For prediction, the class whose classifier gives the highest score wins.
Advantages:
- Simple and effective
- Trains K classifiers for K classes
- Easily parallelizable
Disadvantages:
- Class imbalance (one class vs all others)
- Classifiers don't see inter-class relationships
Constructors
OneVsRestClassifier(Func<IClassifier<T>>, MetaClassifierOptions<T>?, IRegularization<T, Matrix<T>, Vector<T>>?)
Initializes a new instance of the OneVsRestClassifier class.
public OneVsRestClassifier(Func<IClassifier<T>> estimatorFactory, MetaClassifierOptions<T>? options = null, IRegularization<T, Matrix<T>, Vector<T>>? regularization = null)Parameters
estimatorFactoryFunc<IClassifier<T>>Factory function to create base binary classifiers.
optionsMetaClassifierOptions<T>Configuration options for the classifier.
regularizationIRegularization<T, Matrix<T>, Vector<T>>Optional regularization strategy.
Properties
NumLabels
Gets the number of labels that can be predicted.
public int NumLabels { get; }Property Value
Methods
Clone()
Creates a clone of the classifier model.
public override IFullModel<T, Matrix<T>, Vector<T>> Clone()Returns
- IFullModel<T, Matrix<T>, Vector<T>>
A new instance of the model with the same parameters and options.
CreateNewInstance()
Creates a new instance of the same type as this classifier.
protected override IFullModel<T, Matrix<T>, Vector<T>> CreateNewInstance()Returns
- IFullModel<T, Matrix<T>, Vector<T>>
A new instance of the same classifier type.
GetModelType()
Returns the model type identifier for this classifier.
protected override ModelType GetModelType()Returns
Predict(Matrix<T>)
Predicts class labels for the given input data by taking the argmax of probabilities.
public override Vector<T> Predict(Matrix<T> input)Parameters
inputMatrix<T>The input features matrix where each row is an example and each column is a feature.
Returns
- Vector<T>
A vector of predicted class indices for each input example.
Remarks
This implementation uses the argmax of the probability distribution to determine the predicted class.

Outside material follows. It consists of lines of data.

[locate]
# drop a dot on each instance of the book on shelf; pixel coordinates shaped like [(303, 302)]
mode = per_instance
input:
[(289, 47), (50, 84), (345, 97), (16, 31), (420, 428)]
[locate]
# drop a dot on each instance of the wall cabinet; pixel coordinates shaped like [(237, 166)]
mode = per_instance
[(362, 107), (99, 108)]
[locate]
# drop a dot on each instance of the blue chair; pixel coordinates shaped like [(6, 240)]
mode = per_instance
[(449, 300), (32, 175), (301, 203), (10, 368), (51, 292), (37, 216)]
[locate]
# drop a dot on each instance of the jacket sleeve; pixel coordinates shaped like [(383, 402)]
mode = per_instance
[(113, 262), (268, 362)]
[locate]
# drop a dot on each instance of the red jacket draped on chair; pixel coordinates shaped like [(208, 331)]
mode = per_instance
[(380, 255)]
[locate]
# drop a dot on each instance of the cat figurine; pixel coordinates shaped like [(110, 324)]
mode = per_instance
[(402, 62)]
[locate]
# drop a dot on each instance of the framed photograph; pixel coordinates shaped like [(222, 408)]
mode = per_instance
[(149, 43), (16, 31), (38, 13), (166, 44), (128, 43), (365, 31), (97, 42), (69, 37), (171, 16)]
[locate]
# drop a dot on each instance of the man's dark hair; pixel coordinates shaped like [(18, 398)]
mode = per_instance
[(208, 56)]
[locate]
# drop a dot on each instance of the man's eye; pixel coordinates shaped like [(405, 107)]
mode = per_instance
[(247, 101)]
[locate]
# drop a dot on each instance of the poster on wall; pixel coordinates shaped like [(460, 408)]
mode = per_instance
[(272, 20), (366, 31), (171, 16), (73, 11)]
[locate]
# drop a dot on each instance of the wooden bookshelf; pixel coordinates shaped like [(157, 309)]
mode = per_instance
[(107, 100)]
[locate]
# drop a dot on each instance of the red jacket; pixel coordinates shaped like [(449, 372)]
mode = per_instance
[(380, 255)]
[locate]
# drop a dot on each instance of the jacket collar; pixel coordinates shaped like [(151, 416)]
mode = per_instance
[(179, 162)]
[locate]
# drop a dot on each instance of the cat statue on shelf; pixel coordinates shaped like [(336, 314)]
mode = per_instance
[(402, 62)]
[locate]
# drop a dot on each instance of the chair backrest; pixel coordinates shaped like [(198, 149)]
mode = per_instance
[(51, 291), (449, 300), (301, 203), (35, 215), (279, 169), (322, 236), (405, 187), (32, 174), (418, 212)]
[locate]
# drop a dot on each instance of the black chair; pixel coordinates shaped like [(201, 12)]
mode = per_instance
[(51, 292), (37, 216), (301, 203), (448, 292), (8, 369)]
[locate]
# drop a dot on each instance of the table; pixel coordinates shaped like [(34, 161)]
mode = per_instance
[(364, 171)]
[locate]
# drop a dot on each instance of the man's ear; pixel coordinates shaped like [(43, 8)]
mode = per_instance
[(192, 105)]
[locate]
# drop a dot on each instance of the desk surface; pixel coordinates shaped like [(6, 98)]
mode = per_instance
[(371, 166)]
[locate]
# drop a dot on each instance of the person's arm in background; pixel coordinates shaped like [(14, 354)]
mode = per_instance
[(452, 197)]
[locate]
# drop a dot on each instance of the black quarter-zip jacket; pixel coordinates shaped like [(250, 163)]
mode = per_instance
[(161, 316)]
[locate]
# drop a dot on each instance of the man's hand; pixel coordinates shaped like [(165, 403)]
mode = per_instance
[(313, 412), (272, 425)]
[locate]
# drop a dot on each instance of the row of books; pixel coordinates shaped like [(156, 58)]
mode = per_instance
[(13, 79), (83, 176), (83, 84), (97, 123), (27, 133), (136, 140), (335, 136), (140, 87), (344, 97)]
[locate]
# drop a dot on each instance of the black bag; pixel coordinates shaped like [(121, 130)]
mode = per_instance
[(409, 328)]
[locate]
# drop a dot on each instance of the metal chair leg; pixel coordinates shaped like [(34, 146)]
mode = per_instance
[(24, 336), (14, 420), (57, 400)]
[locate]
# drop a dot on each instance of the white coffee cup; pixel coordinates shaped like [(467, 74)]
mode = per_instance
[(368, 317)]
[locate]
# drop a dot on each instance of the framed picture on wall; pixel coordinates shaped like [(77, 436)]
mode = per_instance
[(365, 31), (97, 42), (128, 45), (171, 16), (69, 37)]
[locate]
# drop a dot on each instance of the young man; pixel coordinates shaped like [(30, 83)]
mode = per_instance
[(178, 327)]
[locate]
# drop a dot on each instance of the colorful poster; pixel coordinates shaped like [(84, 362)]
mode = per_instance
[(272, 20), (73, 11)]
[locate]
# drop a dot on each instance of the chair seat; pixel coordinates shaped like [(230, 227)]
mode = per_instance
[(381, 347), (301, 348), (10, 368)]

For binary classification with a custom decision threshold, you may want to use PredictProbabilities() directly and apply your own threshold.
For Beginners: This method picks the class with the highest probability for each sample.
For example, if the probabilities are [0.1, 0.7, 0.2] for classes [A, B, C], this method returns class B (index 1) because it has the highest probability (0.7).
PredictLogProbabilities(Matrix<T>)
Predicts log-probabilities for each class.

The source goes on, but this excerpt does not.